Kids with autism are funny, for many reasons. But one interesting thing I’ve noticed is how they exercise control. They tend to have curious reactions that follow a seemingly unrelated event. For example, when Evan gets a headcold, he stops using the toilet. I don’t think it is related to ability—that is, I don’t think having a stuffy nose makes Evan forget how to go to the bathroom. I think it is just a strange way to cope with things that he can’t control, or a weird way to control one thing when another thing is out of his control. “I don’t feel well, and I can’t tell you why or how, so I’m just going to completely stop playing ball with you until you pay attention to this problem,” Either that or, “I have no idea why I suddenly can’t breathe and my nose is running and my head hurts, and I don’t know what to do about it, so I’m just going to revert to a behavior that I engaged in two years ago and maybe that will make it all better.”

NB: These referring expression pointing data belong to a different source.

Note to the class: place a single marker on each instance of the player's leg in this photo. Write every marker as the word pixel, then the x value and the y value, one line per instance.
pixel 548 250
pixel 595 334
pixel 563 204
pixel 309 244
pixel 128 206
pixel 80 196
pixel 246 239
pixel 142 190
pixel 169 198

I don’t know if he’s really thinking any of these things. As with everything else that goes on with Ev, I can only guess.
So, when a bunch of kids with autism are together and things go wrong for one kid, and that affects another kid, well…that’s when the fun really begins. Take, for example, yesterday in the school cafeteria.
Evan brought his lunch and his chocolate milk over to the seat he sits in every single day. Except, someone was sitting in that seat. Okay. The aide moved Evan to a different seat. However, in the different seat, he was now sitting next to a kid that was talking constantly and wouldn’t shut up. Naturally, Evan reacts to this by refusing to eat his own lunch. Because…just…yeah. That’s how the reactions go. The aide, hoping to rectify the situation, tried to move Evan to yet another seat, one that was away from the talker. Evan had other ideas: he climbed up into the lap of the aide and refused to get down.
So, at this point, everyone is happy. Right? Ha ha ha. No, another kid decided that he didn’t want Evan on the aide’s lap. We’ll call that kid…I don’t know…Nemo (I don’t actually know the kid’s name, so I’m afraid that if I pick a typical human-child’s name, I’ll accidentally be breaking some privacy law. So I shall give him the name of a fish). So Nemo resorted to his patented go-to move when things aren’t going his way: he vomits all over the table. Nemo’s aide, ironically, is a person who vomits whenever she sees someone else vomit, so…she vomited all over the table (and now is the appropriate time to wonder why they paired that child with that particular aide).
Eventually, everyone got cleaned up and survived the experience. What this has taught me, first and foremost, is that I never, ever, ever want to work as an aide in the elementary school.